Роман не преувеличивал. Антониета и впрямь была прелестна, словно сошедшая с полотен эпохи Возрождения богиня, спустившаяся на землю, чтобы затмить своей красотой всё вокруг. Её огромные небесно-голубые глаза, обрамлённые необычайно длинными тёмными ресницами, походили на крылья экзотической бабочки, готовой в любой момент вспорхнуть и унести за собой сердца мужчин. Изящный, едва заметно вздёрнутый носик придавал её лицу игривое выражение, словно она знала секрет вселенской красоты и наслаждалась им в одиночестве.

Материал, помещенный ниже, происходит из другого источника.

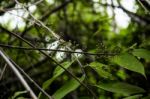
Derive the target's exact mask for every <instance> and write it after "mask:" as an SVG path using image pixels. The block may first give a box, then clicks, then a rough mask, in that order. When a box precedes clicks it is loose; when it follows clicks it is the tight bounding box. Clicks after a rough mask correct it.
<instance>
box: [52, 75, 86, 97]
mask: <svg viewBox="0 0 150 99" xmlns="http://www.w3.org/2000/svg"><path fill="white" fill-rule="evenodd" d="M84 78H85V77H84V76H82V77H81V78H80V81H81V82H82V81H83V80H84ZM79 86H80V83H79V82H78V81H76V80H75V79H71V80H70V81H67V82H66V83H65V84H64V85H63V86H62V87H61V88H60V89H58V90H57V91H56V92H55V93H54V94H53V97H54V99H62V98H63V97H64V96H66V95H67V94H68V93H70V92H72V91H74V90H75V89H76V88H78V87H79Z"/></svg>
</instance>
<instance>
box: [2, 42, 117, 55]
mask: <svg viewBox="0 0 150 99" xmlns="http://www.w3.org/2000/svg"><path fill="white" fill-rule="evenodd" d="M0 46H1V47H5V48H12V49H21V50H43V51H56V52H66V53H71V54H72V53H78V54H85V55H94V56H100V55H109V56H114V55H117V54H118V53H90V52H77V51H70V50H60V49H47V48H32V47H20V46H12V45H6V44H0Z"/></svg>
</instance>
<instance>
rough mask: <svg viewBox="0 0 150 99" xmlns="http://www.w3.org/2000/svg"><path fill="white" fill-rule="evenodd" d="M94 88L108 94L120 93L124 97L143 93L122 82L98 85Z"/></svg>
mask: <svg viewBox="0 0 150 99" xmlns="http://www.w3.org/2000/svg"><path fill="white" fill-rule="evenodd" d="M95 86H96V87H98V88H101V89H103V90H106V91H109V92H113V93H120V94H123V95H126V96H128V95H132V94H136V93H144V92H145V90H144V89H142V88H140V87H138V86H134V85H130V84H127V83H123V82H110V83H100V84H99V85H95Z"/></svg>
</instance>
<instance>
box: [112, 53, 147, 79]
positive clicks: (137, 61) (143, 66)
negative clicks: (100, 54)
mask: <svg viewBox="0 0 150 99" xmlns="http://www.w3.org/2000/svg"><path fill="white" fill-rule="evenodd" d="M112 61H113V62H114V63H116V64H118V65H119V66H121V67H124V68H126V69H128V70H131V71H134V72H137V73H140V74H142V75H144V76H145V70H144V66H143V64H142V63H141V62H140V61H139V60H137V59H136V58H135V57H134V56H132V55H130V54H128V53H124V54H120V55H118V56H115V57H113V58H112Z"/></svg>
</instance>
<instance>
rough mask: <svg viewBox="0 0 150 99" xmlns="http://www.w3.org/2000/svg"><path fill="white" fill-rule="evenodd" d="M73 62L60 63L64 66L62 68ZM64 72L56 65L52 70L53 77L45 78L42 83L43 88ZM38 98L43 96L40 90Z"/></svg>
mask: <svg viewBox="0 0 150 99" xmlns="http://www.w3.org/2000/svg"><path fill="white" fill-rule="evenodd" d="M73 62H74V60H73V61H72V62H64V63H62V64H61V65H62V66H64V68H66V69H67V68H69V67H70V66H71V64H72V63H73ZM63 72H64V69H62V68H61V67H59V66H57V67H56V68H55V70H54V73H53V77H52V78H50V79H48V80H46V81H45V82H44V83H43V85H42V88H43V90H46V89H48V88H49V86H50V85H51V83H52V82H53V81H54V80H55V79H56V78H57V77H58V76H60V75H61V74H62V73H63ZM38 97H39V99H41V98H43V96H42V93H41V92H40V94H39V96H38Z"/></svg>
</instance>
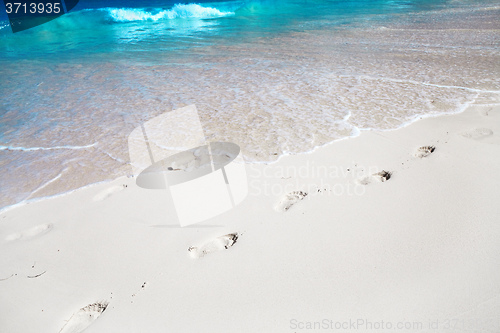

Розовые чувственные губки, напоминающие по форме лук Купидона, словно шептали о запретных удовольствиях, манили в мир наслаждений и страстей, обещая райские кущи тем, кто осмелится прикоснуться к ним. Роскошные формы, словно выточенные из мрамора античной статуи, каждая линия отточена до совершенства, каждый изгиб дышит жизнью и чувственностью – всё в ней кричало о безупречной красоте, о совершенстве, которое редко встречается в обычной жизни, о явлении, достойном преклонения.
Теперь Эмили понимала, почему Роман и Эрнесто без памяти влюбились в эту женщину. Перед такой красотой трудно было устоять, перед ней хотелось преклоняться, воспевать её в стихах, запечатлевать на холсте, увековечивать в веках. Она была музой, вдохновением, воплощением идеала. Эмили с девичьим восхищением, смешанным с щемящей завистью, смотрела на очаровательную Антониету, словно на редкую диковинную птицу, залетевшую в её серую жизнь и раскрасившую её яркими красками. Она невольно подумала о своей невзрачной фигуре, казавшейся ещё более блёклой на фоне пышных форм Антониеты, о невыразительном лице, лишённом той божественной искры, что горела в глазах хозяйки дома, и о старом льняном платье, которое после долгой и утомительной дороги было в плачевном состоянии – помятое, пыльное, с предательски выбившимися нитками, словно символизировавшими её собственную изношенность и усталость. Антониета Агилар – жена Романа, хозяйка этого величественного дома, похожего на сказочный замок, неприступная королева в своих владениях, и если Эмили ей не понравится, если она не завоюет её расположение, то её пребывание здесь превратится в настоящий ад, в нескончаемую пытку, в жизнь, полную страха и унижения.